The lawsuit against Perplexity highlights ongoing legal battles over AI companies scraping and reproducing copyrighted media content without proper authorization. This case underscores the importance of respecting intellectual property rights in the rapidly evolving AI and search industry, impacting how AI tools source and use data. For consumers, it emphasizes the need for transparency and ethical standards in AI-powered information services.

Key Takeaways

CNN has joined the growing ranks of media companies suing Perplexity for copyright infringement. The cable news network has accused the AI search company of "massive copyright infringement" that includes wrongfully scraping its website and copying more than 17,000 pieces of its content.

The lawsuit, which was filed Thursday, claims that the AI company "unlawfully crawls, scrapes, copies, and distributes CNN's content from CNN Digital Platforms and third-party platforms." It also accuses the AI tools of reproducing "verbatim copies" of its articles, including paywalled stories, in query responses to users. Perplexity's AI tools allegedly have incorrectly attributed "hallucinated" content to CNN, which the company says in the suit violates its trademark.

"CNN's lawsuit stands for the proposition that Perplexity, a company valued at tens of billions of dollars, should not be able to steal from entities that create the original content Perplexity exploits," a CNN spokesperson said in a statement to the outlet. "The public rely on high quality news journalism reported by human beings to understand their world, which is frequently dangerous and expensive to produce. Commercial operators can and must pay to make use of it."

CNN is far from the first media company to sue Perplexity for scraping content without permission. The New York Times, Chicago Tribune, Reddit, Merriam-Webster, Encyclopedia Britannica and Nikkei have also filed lawsuits against the company. "You can't copyright facts," Perplexity's Chief Communications Officer Jesse Dwyer said in a statement to CNN.

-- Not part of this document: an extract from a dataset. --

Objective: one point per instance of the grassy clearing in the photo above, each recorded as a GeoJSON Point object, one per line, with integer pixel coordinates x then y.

Interestingly, it seems that Perplexity was at one point trying to strike a deal with CNN that would have allowed it to use some of the network's content. According to the lawsuit, the two companies were in negotiations last year that would have made paywalled CNN content available to Perplexity's paid subscribers. The deal ultimately fell through, but Perplexity continued to use CNN's name and content in its products despite warnings from the TV network's legal team. Perplexity never responded, the lawsuit says.